In search of sympathy, she confessed: "I sound horrible but adopting her was a massive mistake. I wish I could go back in time. I love her to pieces but unfortunately not as much as my biological children. I hate myself for it since I promised her parents I'd love her no different and I feel like I've let everyone down."


To this, one Reddit user replied: "Therapy for you. Under no circumstances tell your daughter that you don't love her as much as your bio kids, though that's something that's not hard to miss. Reach out to her birth family, if they're decent people and you haven't maintained contact, and see if they'd be interested in spending more time with her. This girl deserves to be enthusiastically cared for and loved by the people in her life. What about your husband? Does he feel the same way?"


Another person commented: "Since you already had a biological child you shouldn't have adopted. I have heard lots of adoptees say they have always felt like they were competing with the biological child of the adoptive parent. I will say at least you have the courage to be honest, which is rare among adoptive parents. Does the child have any interaction with her birth family? Perhaps if she had a good relationship she could go back to them."


A third person chimed in: "I really hope your adoptive daughter doesn't know how you feel. Have you looked into professional help for yourself to dissect what's going on and why you haven't allowed yourself to bond? There are so many techniques out there that could have been used to create that bond. I know because I used some of them when I struggled to bond with my adoptive daughter.

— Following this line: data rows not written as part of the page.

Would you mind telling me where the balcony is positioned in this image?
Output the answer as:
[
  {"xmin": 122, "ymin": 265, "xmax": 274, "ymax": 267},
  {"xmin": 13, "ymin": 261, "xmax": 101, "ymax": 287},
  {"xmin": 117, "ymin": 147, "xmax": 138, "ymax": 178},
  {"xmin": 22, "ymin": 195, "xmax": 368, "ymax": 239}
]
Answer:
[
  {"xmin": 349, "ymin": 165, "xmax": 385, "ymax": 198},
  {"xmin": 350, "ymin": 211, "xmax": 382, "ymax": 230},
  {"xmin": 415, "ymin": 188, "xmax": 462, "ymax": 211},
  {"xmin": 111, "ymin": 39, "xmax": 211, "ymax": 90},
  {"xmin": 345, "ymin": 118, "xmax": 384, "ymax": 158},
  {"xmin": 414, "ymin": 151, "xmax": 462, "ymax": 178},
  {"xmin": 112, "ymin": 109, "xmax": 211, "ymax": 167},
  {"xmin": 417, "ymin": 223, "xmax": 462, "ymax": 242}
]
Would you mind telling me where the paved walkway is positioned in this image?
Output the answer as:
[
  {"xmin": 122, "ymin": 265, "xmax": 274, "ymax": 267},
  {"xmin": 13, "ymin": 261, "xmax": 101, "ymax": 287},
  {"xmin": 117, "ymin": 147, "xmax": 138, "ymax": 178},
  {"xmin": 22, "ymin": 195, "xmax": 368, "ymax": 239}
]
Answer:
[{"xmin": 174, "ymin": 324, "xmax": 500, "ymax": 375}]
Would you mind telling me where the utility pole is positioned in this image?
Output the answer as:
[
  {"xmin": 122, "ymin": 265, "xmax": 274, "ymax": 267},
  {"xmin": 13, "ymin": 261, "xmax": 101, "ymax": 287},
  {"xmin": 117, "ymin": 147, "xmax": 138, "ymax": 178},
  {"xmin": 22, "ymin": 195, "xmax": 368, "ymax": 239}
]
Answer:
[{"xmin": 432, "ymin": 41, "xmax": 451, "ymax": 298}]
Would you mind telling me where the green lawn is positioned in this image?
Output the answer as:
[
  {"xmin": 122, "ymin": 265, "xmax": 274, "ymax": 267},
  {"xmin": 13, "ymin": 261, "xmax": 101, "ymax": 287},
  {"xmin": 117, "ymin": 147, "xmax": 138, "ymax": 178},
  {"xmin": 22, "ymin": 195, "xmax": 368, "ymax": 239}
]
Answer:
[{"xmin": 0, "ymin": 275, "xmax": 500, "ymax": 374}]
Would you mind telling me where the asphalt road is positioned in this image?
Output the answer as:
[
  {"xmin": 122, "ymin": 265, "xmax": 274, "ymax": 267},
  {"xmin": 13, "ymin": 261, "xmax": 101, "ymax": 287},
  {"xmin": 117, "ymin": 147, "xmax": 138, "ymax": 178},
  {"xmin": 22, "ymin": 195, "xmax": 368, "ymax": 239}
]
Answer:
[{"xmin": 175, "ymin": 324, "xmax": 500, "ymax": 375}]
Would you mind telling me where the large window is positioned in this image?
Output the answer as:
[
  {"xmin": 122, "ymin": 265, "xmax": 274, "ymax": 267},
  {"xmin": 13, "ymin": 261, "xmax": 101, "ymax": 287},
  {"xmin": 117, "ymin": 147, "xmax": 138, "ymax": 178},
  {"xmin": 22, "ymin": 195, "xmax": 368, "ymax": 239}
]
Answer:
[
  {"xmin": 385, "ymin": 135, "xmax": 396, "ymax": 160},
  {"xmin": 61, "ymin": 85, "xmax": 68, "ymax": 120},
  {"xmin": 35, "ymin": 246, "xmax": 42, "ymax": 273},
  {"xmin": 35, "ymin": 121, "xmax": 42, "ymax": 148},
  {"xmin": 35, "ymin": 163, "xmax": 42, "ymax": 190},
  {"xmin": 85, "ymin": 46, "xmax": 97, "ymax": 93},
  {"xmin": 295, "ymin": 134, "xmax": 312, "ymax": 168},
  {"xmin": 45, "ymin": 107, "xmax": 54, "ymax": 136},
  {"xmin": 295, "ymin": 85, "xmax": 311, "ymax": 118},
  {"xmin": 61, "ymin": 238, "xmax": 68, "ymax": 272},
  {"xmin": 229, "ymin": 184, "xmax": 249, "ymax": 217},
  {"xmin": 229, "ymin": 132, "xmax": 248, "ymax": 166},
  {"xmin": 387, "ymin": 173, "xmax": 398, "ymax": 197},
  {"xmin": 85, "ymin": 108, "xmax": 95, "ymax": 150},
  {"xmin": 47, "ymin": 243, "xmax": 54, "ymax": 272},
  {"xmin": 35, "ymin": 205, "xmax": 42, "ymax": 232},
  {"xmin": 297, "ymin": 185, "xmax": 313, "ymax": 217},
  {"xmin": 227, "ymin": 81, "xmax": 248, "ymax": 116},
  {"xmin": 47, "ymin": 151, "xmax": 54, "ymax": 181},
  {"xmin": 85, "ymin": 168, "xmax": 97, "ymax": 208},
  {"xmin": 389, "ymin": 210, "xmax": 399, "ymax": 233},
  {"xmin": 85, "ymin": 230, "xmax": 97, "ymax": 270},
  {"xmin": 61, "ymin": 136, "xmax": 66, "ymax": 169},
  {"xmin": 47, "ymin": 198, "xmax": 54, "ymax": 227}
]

They worked. I feel so upset on behalf of your 15-year-old. I hope she never finds out and that you've said this because you want things to change.


"You can work to repair and create that bond rather than dwelling on the past and your own anger and regret. I hope you haven't damaged her through any perceptible emotional distance on your part. How dreadfully sad that you still feel you are babysitting someone else's child after all these years. Please stop dwelling on what might have been and step up to being the best parent you can be to her by seeking help if need be."